Calls to change NHS 111 after baby dies when call-handler failed to spot signs of serious illness
- 27.01.2016
- HannahBottomley
- Clinical-negligence, Opinion, Clinical-negligence, Opinion
The tragic case of William Mead has recently come to the public’s attention following the investigation into his death revealed that failure by the NHS 111 call system (amongst other elements) contributed to his death, which otherwise could have been avoided.
The investigation has even prompted the current Health Secretary, Jeremy Hunt, to indicate that an overhaul of the 111 system is needed.
The facts of William’s death, at least those that have been made public, are truly tragic. An otherwise healthy one year old who developed a chest infection which was not treated and subsequently lead to the development of sepsis and pneumonia which sadly resulted in his death.

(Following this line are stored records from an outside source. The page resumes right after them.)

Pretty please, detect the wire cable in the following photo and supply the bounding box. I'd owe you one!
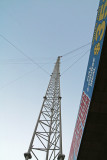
[0,34,50,75]
[61,49,90,75]
[0,67,46,90]
[62,42,91,58]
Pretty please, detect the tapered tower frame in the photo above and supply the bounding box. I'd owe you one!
[24,57,65,160]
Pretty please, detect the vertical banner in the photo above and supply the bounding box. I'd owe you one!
[68,0,107,160]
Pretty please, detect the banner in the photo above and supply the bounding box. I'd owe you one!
[68,0,107,160]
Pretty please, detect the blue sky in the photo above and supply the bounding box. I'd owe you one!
[0,0,99,160]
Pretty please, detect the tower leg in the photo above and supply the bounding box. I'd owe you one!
[24,153,32,160]
[58,154,65,160]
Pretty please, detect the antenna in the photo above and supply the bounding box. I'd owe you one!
[24,57,65,160]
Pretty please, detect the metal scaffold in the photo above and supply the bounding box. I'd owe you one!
[24,57,65,160]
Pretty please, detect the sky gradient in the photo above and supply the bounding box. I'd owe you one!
[0,0,99,160]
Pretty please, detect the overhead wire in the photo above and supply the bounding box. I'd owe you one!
[61,49,90,75]
[61,42,91,58]
[0,34,50,75]
[61,46,90,63]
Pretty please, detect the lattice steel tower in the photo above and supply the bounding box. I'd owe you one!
[24,57,65,160]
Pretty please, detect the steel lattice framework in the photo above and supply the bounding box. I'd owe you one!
[24,57,65,160]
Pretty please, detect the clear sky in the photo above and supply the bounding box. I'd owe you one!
[0,0,99,160]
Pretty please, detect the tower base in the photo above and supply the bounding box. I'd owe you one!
[58,154,65,160]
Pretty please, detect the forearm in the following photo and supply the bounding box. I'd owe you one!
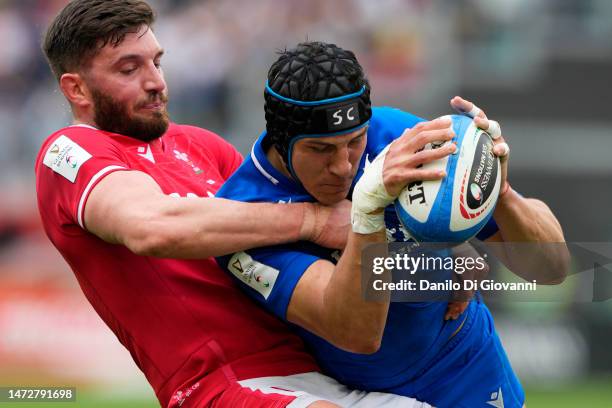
[494,190,569,284]
[122,196,314,259]
[493,189,565,243]
[323,231,389,353]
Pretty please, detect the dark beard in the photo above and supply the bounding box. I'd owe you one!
[91,89,169,142]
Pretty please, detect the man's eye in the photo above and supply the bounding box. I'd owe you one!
[119,67,136,75]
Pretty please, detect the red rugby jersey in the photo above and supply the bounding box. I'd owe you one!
[36,124,317,406]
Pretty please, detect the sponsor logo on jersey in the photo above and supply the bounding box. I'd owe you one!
[138,145,155,163]
[174,150,203,174]
[487,387,504,408]
[43,135,92,183]
[227,252,278,299]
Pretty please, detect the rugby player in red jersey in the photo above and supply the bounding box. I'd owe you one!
[36,0,432,407]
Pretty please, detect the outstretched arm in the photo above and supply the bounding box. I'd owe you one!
[287,119,456,353]
[451,97,570,284]
[84,171,349,259]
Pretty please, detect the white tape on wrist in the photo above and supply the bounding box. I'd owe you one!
[351,146,394,234]
[487,119,501,140]
[497,143,510,157]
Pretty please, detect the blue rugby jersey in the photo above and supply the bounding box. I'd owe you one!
[217,107,524,408]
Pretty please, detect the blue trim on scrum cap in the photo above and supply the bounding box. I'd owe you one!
[266,81,366,106]
[287,120,370,183]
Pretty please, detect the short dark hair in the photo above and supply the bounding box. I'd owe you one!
[43,0,155,80]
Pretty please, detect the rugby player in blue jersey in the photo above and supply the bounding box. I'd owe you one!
[217,42,565,408]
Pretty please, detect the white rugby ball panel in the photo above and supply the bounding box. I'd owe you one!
[395,115,501,242]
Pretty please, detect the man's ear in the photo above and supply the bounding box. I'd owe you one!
[59,72,92,108]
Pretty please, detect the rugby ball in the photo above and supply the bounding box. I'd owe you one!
[395,115,501,242]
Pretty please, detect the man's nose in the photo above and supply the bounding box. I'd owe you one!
[144,64,166,93]
[329,147,353,178]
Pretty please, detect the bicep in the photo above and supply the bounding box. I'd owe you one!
[83,171,164,244]
[287,259,334,337]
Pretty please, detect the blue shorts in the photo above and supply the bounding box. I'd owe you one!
[387,301,525,408]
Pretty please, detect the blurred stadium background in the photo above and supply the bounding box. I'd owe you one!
[0,0,612,407]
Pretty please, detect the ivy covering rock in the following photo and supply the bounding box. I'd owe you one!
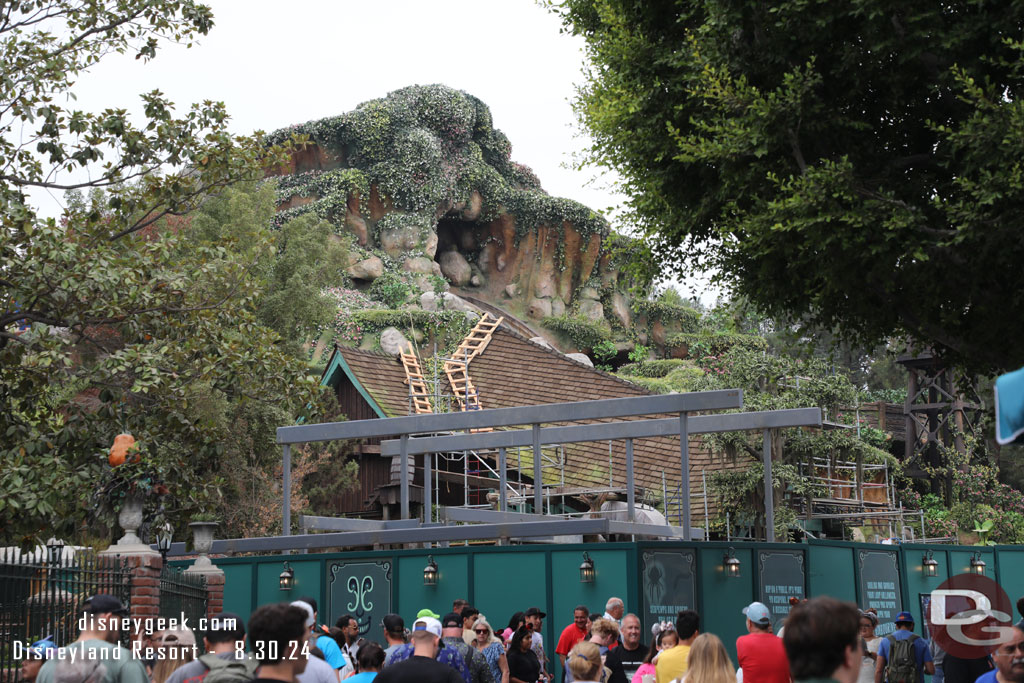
[267,85,697,362]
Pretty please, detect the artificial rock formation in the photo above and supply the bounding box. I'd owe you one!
[269,85,692,358]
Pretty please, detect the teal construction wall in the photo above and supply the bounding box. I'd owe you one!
[188,541,1024,681]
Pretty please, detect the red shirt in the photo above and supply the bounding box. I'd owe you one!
[736,633,790,683]
[555,622,587,654]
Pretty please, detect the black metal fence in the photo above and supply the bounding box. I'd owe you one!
[0,547,131,683]
[160,566,209,635]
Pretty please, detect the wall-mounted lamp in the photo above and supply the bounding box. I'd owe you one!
[921,550,939,577]
[46,539,65,566]
[423,555,437,586]
[278,562,295,591]
[722,548,740,579]
[580,552,597,584]
[157,522,174,565]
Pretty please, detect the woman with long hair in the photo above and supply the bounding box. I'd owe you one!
[630,623,679,683]
[473,614,509,683]
[150,628,196,683]
[505,628,541,683]
[565,640,604,683]
[857,609,882,683]
[679,633,736,683]
[502,612,526,650]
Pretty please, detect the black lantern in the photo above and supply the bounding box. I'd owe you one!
[157,522,174,564]
[722,548,740,579]
[423,555,437,586]
[279,562,295,591]
[580,553,597,584]
[921,550,939,577]
[46,539,65,566]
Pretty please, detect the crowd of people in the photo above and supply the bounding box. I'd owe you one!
[20,595,1024,683]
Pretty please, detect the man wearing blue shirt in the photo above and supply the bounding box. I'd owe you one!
[874,612,935,683]
[975,624,1024,683]
[299,596,355,678]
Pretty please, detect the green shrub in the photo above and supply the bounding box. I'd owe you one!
[541,315,611,350]
[618,358,688,378]
[665,332,768,358]
[367,272,412,308]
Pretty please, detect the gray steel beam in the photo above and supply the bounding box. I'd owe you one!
[381,408,821,456]
[278,389,743,443]
[498,449,509,512]
[281,443,292,536]
[398,434,409,519]
[300,515,420,531]
[169,519,696,556]
[626,438,637,522]
[441,507,565,524]
[679,413,691,541]
[423,453,434,524]
[761,429,775,543]
[530,425,544,515]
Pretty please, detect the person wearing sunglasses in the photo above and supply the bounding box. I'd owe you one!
[977,625,1024,683]
[857,610,882,683]
[473,614,509,683]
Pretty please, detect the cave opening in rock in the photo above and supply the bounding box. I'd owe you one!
[434,216,483,288]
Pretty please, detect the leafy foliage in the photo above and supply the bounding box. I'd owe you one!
[269,85,608,246]
[367,270,412,308]
[541,315,611,350]
[552,0,1024,371]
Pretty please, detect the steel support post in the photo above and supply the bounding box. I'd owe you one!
[498,449,509,512]
[534,424,544,514]
[281,443,292,536]
[626,438,637,522]
[398,434,409,519]
[763,429,775,543]
[423,453,434,524]
[679,413,693,541]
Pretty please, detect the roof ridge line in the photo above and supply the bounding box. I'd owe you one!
[493,323,656,396]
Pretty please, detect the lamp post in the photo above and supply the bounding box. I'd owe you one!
[423,555,438,586]
[157,522,174,566]
[921,550,939,577]
[722,548,741,579]
[580,552,597,584]
[278,562,295,591]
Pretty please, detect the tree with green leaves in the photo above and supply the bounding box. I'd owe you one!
[0,0,344,544]
[552,0,1024,372]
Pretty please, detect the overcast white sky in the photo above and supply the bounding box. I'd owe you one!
[54,0,720,301]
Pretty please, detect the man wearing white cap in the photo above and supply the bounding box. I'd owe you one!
[374,616,463,683]
[292,600,351,683]
[736,602,790,683]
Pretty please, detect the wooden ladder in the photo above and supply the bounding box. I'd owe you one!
[444,313,505,411]
[398,342,434,415]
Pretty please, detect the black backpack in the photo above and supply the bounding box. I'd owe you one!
[886,633,920,683]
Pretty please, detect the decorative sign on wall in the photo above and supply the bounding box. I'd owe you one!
[321,559,391,642]
[640,550,696,634]
[758,550,807,632]
[857,550,903,636]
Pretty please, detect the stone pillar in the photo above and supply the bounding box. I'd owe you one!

It would seem that there were opportunities for multiple health care professionals to have treated William different which could have made a difference to the eventual outcome but it is the call to the NHS 111 service the day before he died which is the main focus.
I have commented before on the practices of the NHS 111 number and one of the concerns raised has always been the fact that serious illness are not always recognised and therefore appropriate treatment is delayed.
I have also commented on many occasions that we understand that in the face of serious illness speed is very much of the essence. Unfortunately here, as William’s serious condition was not recognised by either the NHS 111 call handler or the out-of-hours GP, William did not receive the lifesaving treatment he needed in time.
The question which therefore seems to have come out of this tragic case is one of how can we ensure that those who was handling these NHS 111 calls are able to correctly identify serious conditions and refer on?
The slight concern I have with this position is that after the NHS 111 call William was referred to an out-of-hours GP. This would have been a medically trained individual practising as a GP.
The out-of-hours services however also failed to recognise the seriousness of Williams’ illness. What the answer is in cases like this I simply don’t know, but our thoughts go out to William’s family and all they have been through.